Tinnitus is a noise or ringing sound in the ears. A common problem, affecting about 1 in 5 people, it is not a condition itself. It is a symptom of an underlying condition, such as age-related hearing loss, ear injury, or a circulatory system disorder. Although bothersome, tinnitus usually isn’t a sign of something serious. Although it can worsen with age, for many people, tinnitus can improve with treatment. Treating an identified underlying cause sometimes helps. Other treatments may reduce or mask the noise, making tinnitus less noticeable.

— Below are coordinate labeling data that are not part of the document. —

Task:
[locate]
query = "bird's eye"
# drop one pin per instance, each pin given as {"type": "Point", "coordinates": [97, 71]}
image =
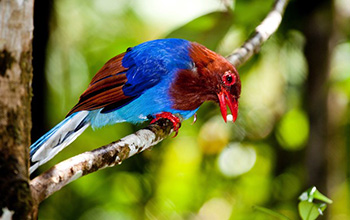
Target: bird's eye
{"type": "Point", "coordinates": [229, 78]}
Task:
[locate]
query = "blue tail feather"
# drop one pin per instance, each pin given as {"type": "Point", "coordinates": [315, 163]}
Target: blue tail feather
{"type": "Point", "coordinates": [58, 138]}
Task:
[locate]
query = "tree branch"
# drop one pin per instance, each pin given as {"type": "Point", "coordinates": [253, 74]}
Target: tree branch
{"type": "Point", "coordinates": [112, 154]}
{"type": "Point", "coordinates": [266, 28]}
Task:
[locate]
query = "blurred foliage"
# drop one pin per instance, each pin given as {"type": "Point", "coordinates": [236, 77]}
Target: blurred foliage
{"type": "Point", "coordinates": [212, 170]}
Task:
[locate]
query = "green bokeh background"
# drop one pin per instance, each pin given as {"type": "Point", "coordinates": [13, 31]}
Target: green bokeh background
{"type": "Point", "coordinates": [211, 170]}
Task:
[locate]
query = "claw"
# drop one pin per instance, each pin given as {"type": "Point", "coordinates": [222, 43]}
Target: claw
{"type": "Point", "coordinates": [175, 120]}
{"type": "Point", "coordinates": [194, 118]}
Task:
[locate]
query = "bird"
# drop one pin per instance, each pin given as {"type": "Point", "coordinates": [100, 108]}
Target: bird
{"type": "Point", "coordinates": [156, 79]}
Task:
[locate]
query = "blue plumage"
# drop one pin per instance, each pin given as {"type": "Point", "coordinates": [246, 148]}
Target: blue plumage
{"type": "Point", "coordinates": [156, 78]}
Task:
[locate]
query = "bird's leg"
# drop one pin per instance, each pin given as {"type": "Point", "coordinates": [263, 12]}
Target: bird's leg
{"type": "Point", "coordinates": [175, 120]}
{"type": "Point", "coordinates": [194, 118]}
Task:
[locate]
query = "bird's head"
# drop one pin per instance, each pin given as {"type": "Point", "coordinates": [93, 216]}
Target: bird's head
{"type": "Point", "coordinates": [211, 78]}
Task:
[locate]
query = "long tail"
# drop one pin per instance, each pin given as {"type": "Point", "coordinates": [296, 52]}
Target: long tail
{"type": "Point", "coordinates": [57, 139]}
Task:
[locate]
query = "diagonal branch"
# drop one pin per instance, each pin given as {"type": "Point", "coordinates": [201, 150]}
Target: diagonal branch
{"type": "Point", "coordinates": [112, 154]}
{"type": "Point", "coordinates": [266, 28]}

Symptoms of tinnitus include:
The phantom noise may vary in pitch from a low roar to a high squeal, and it may be heard in one or both ears. In some cases, the sound can be so loud that it may even interfere with one’s ability to concentrate or hear actual sound. Tinnitus may be present all the time, or it may come and go. There are two types of tinnitus:
Subjective tinnitus is tinnitus only you can hear. This is the most common type of tinnitus. It can be caused by ear problems in your outer, middle or inner ear, or by problems with the hearing nerves or the part of your brain that interprets nerve signals as sounds.

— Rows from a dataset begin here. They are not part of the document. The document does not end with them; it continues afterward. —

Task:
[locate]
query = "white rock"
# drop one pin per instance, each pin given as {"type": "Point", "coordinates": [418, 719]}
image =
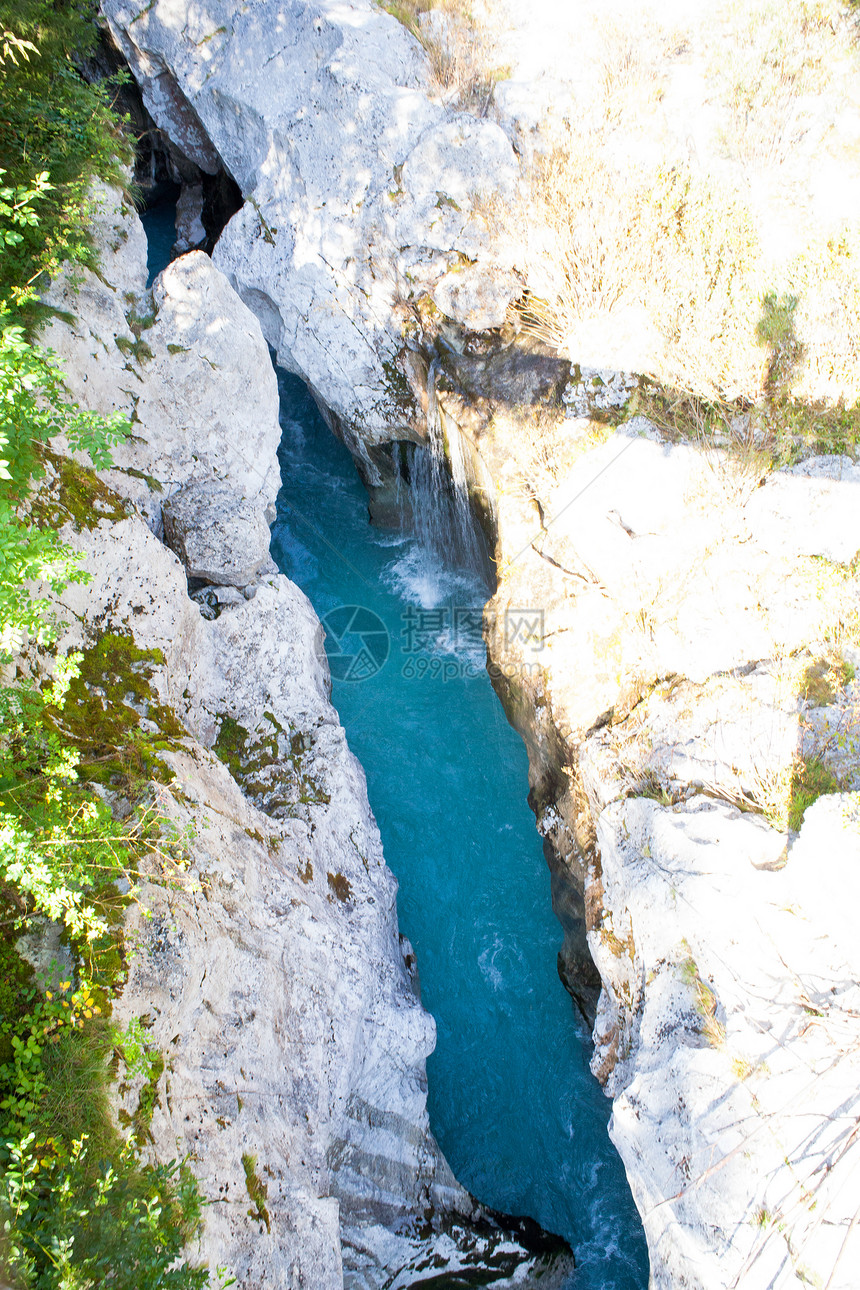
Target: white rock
{"type": "Point", "coordinates": [321, 114]}
{"type": "Point", "coordinates": [197, 386]}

Objective tinnitus is tinnitus that can actually be heard by your doctor during an examination. This rare type of tinnitus may be caused by a blood vessel problem, an inner ear bone condition, or muscle contractions.
In many cases, the exact cause of tinnitus is never found. The most common cause of tinnitus is damage to inner ear cells. Tiny delicate hairs in your inner ear move in relation to the pressure of sound waves. This triggers ear cells to release an electrical signal through your nerves into your brain. Your brain then interprets these signals as sound. If the hairs inside your inner ear are broken for some reason, they can “leak” random electrical impulses to your brain, causing tinnitus. Other possible causes include other ear problems, chronic health conditions, or injuries that affect nerves in your ear or the hearing part of the brain.
In many people, tinnitus is caused by one of these conditions:
Age-related hearing loss
Exposure to loud noise
Ear bone changes
Less common causes include:
Temperomandibular joint (TMJ) disorders
Head injuries or neck injuries
Head and neck tumors
High blood pressure
Turbulent blood flow
Malformation of capillaries
Use of antibiotics, cancer medications, diuretics, quinine medications, antidepressants, or aspirin
As with most health issues, smokers have a higher risk of developing tinnitus.
Tinnitus can significantly affect quality of life. Although it affects people differently, if you have tinnitus, you may also experience fatigue, stress, sleeping problems, trouble concentrating, memory problems, depression, anxiety, and irritability. Though treating these conditions may not affect tinnitus directly, they can definitely help you feel better.